HANOI: Two million individuals in Vietnam will be put under a raft of restrictions beginning Tuesday after their northern province became the epicenter of a rising COVID-19 outbreak.
Residents of Hai Duong province have been ordered to stay at the residence for 15 days, state media reported, as a nation widely praised for its handling the pandemic struggles to extinguish a troubling new outbreak.
Since late January, Vietnam has recorded 637 locally transmitted coronavirus cases, including 461 in Hai Duong province alone.
“Individuals (in Hai Duong) are asked to stay at home and the only go out when essential, such as to buy food or medicine, or to work at factories or production establishments that are not being asked to shut,” mentioned the official mouthpiece of Vietnam’s health ministry, Suc Khoe Doi Song.
Gatherings of more than two individuals will be banned, whereas schools, bars, restaurants, and karaoke parlors that were shut early ahead of the Lunar New Yr holiday will stay closed.

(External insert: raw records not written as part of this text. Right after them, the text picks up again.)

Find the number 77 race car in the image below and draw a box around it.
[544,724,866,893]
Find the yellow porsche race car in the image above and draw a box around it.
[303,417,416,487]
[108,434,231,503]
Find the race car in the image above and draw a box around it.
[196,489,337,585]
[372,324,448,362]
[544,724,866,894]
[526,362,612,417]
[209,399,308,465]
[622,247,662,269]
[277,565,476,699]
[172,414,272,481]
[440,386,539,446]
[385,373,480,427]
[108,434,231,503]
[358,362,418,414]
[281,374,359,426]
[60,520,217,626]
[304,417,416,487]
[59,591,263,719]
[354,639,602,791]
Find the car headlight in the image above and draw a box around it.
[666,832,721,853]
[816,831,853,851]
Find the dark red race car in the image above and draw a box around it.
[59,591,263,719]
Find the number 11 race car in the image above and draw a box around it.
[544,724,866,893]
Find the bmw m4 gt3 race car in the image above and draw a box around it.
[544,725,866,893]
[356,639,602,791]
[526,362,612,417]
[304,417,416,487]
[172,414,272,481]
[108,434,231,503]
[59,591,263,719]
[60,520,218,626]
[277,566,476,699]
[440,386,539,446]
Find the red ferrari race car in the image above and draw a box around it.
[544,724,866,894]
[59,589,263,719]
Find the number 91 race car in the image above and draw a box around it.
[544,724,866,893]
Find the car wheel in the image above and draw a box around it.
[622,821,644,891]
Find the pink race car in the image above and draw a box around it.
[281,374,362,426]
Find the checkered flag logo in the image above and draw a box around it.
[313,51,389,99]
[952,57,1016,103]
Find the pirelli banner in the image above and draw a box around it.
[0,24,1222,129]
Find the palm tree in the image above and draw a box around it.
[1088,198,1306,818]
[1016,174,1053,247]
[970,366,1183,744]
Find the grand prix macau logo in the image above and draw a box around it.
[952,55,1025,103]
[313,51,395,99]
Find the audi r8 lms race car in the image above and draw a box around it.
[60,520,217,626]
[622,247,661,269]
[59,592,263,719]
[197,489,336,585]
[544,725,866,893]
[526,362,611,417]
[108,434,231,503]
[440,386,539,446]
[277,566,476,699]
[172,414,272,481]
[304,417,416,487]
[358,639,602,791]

When they must go outside their homes, residents are instructed to stay 2m from others.
Visitors through the province of two million will also be restricted, state media reported, with only vehicles traveling on essential business allowed to enter.
Along with the social distancing directive, Hai Duong authorities have requested that individuals quarantining at three centers within the province be relocated after infections recently began spreading at those sites, according to the government.
The capital Hanoi and the southern commercial hub Ho Chi Minh City each recently ordered schools closed till the end of February.
As of Monday morning, Vietnam had tallied 2,229 coronavirus cases and 35 deaths throughout populations of 95 million.